2016 December - President's Report
And before you know it another festive season looms on our horizon, and another issue of Boardtalk is published!
This has been a year of consolidation for the Board, with no changes in administrative personnel or Board members, and no overwhelming controversies facing the Board. However the day-to-day process of regulation has continued, and the evolution of policies and procedures to standardise the Board’s operations is a never ending process.
Boardtalk has become one of the primary methods of communication from the Board to the profession at large. It provides clarification on many of the regulatory issues that face veterinarians on a daily basis. The topics covered in Boardtalk are derived through review of communications with the Board to ensure their relevance.
Additionally the feedback provided to the Board by the Hospital Inspector, Glenn Lynch, gives a real practical and first-hand insight to the regulatory issues faced by veterinarians in NSW.

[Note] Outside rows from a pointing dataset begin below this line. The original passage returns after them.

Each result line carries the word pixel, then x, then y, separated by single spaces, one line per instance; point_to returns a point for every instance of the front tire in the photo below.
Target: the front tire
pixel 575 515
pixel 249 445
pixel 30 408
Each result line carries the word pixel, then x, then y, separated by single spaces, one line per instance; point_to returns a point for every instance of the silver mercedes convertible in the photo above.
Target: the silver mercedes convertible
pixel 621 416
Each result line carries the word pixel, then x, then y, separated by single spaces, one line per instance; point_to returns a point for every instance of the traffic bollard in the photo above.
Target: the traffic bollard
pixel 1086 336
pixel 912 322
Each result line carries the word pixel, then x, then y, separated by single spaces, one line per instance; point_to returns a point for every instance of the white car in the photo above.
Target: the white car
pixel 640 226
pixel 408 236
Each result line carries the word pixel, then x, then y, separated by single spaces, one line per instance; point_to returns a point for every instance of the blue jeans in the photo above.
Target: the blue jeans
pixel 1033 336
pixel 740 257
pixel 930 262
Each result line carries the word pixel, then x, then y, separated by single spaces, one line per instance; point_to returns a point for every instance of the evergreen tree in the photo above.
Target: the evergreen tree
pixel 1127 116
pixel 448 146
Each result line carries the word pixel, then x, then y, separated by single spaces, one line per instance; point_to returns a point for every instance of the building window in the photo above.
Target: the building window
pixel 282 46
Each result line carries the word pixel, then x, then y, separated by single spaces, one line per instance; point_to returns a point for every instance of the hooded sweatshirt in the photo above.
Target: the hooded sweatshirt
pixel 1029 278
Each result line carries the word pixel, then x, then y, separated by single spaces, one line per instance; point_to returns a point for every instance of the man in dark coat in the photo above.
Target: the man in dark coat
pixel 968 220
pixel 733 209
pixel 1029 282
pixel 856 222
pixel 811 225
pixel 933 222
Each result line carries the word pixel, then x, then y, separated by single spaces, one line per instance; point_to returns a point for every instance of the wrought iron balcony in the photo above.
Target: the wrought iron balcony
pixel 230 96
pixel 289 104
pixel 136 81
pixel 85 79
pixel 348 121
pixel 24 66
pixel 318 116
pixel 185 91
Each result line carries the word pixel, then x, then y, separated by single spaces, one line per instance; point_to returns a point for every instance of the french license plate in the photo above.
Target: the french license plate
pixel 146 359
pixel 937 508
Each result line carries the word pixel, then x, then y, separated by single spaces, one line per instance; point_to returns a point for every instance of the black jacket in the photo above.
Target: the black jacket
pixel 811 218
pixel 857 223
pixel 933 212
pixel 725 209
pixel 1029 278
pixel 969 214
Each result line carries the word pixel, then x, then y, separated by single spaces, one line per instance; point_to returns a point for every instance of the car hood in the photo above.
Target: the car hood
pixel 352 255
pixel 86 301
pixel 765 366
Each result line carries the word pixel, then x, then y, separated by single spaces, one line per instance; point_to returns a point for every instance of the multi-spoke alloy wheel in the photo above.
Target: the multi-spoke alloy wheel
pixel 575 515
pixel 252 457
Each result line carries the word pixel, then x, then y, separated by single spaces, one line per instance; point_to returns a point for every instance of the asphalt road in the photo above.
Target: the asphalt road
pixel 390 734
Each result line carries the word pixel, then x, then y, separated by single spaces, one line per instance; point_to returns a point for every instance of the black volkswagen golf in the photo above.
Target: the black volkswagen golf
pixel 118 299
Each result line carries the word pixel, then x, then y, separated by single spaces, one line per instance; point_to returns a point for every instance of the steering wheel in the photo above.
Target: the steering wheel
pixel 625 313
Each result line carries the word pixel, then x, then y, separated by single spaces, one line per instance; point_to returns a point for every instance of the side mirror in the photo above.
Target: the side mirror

The complete series of Boardtalk articles and inserts comprises the best FAQ of regulatory issues concerning the veterinary profession available, and it is searchable on the Board’s website!
You would be surprised that many apparently obscure questions you have about the Veterinary Practice Act 2003 are thoroughly answered in the archives of Boardtalk, and I encourage you to take advantage of this resource.
As I consider previous editions and this new edition of Boardtalk, I am struck by how immediately pertinent all the articles are to veterinary practice at the coalface. In recent times the interface of the Poisons and Therapeutics Goods legislation and our own Act have been increasingly brought to the attention of the Board, and the description of rules applying to Drug Labelling addresses one area where small errors can have significant consequences.
I am old enough to know a time before mandatory Continuing Professional Development. I distinctly remember discussions with my colleagues where it was said that such a mandate would be vigorously opposed by the profession, and would never become the norm. I disagreed with my colleagues at the time, as I saw in veterinarians the recognition of the value of lifelong learning. It is no surprise to me now to see that, through the CPD program in NSW and the process of CPD Audits, so few veterinarians fail to achieve their CPD requirement AND so many veterinarians vastly exceed their points requirement. It is now an accepted part of our normal professional responsibility to make efforts to keep “up-to-date” with the rapidly expanding knowledge base of our profession.
Despite being called the “holiday season” the next few months often represent the part of the year when many veterinarians spend more time at work. It is my sincere hope that you all have the opportunity to maintain some of that mythical work-life balance by relaxing and spending time with loved ones.
So from all the Board members and staff I wish you a very merry Christmas, and a happy and safe New Year!